Supreme Court checks into case about hotel guest registry privacy

A Los Angeles-area motel owner’s efforts to keep guest registry information private will now be resolved by the Supreme Court.

In a dispute that bears close watching by hotel and motel operators nationwide, the court on Monday said it would consider a Los Angeles guest registry inspection ordinance. The provision requires hotels to maintain guest registries and to make those registries subject to police inspection.

A divided U.S. Court of Appeals for the Ninth Circuit struck down the city’s statute, following a challenge by motel owner Naranjibhai Patel.

“In order for the city to comply with the Fourth Amendment, it must afford hotel operators an opportunity to challenge the reasonableness of the police officer’s inspection demand in court before penalties for non-compliance were imposed,” the Ninth Circuit’s summary noted.

In a parallel case, by contrast, the Massachusetts Supreme Judicial Court held there is no expectation of privacy in a motel guest registry.

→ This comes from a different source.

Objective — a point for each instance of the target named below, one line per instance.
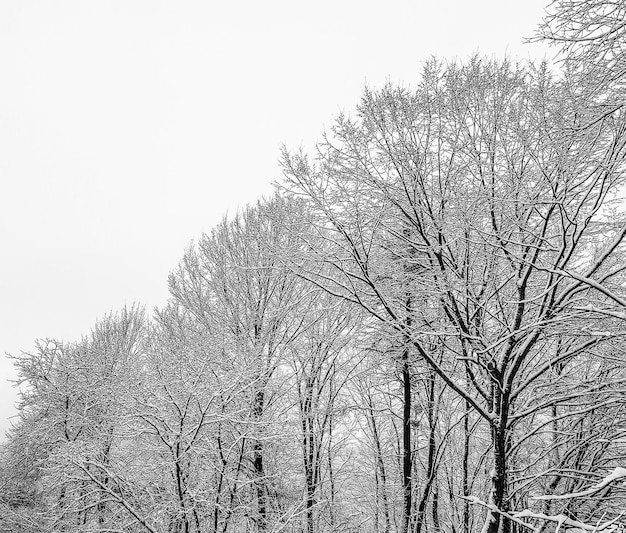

At least 70 similar statutes exist across cities and counties in 26 states.

The array of potentially affected municipalities that have guest registry inspection statutes, according to an appendix compiled by Los Angeles attorney range from Burlington, N.C., and Columbia, S.C., to Fresno, Calif., and San Antonio, Texas.

The city of Los Angeles sought review of the appellate court’s decision.

“These laws expressly help police investigate crimes such as prostitution and gambling, capture dangerous fugitives and even authorize federal law enforcement to examine these registers, an authorization which can be vital in the immediate aftermath of a homeland terrorist attack,” Los Angeles attorneys argued.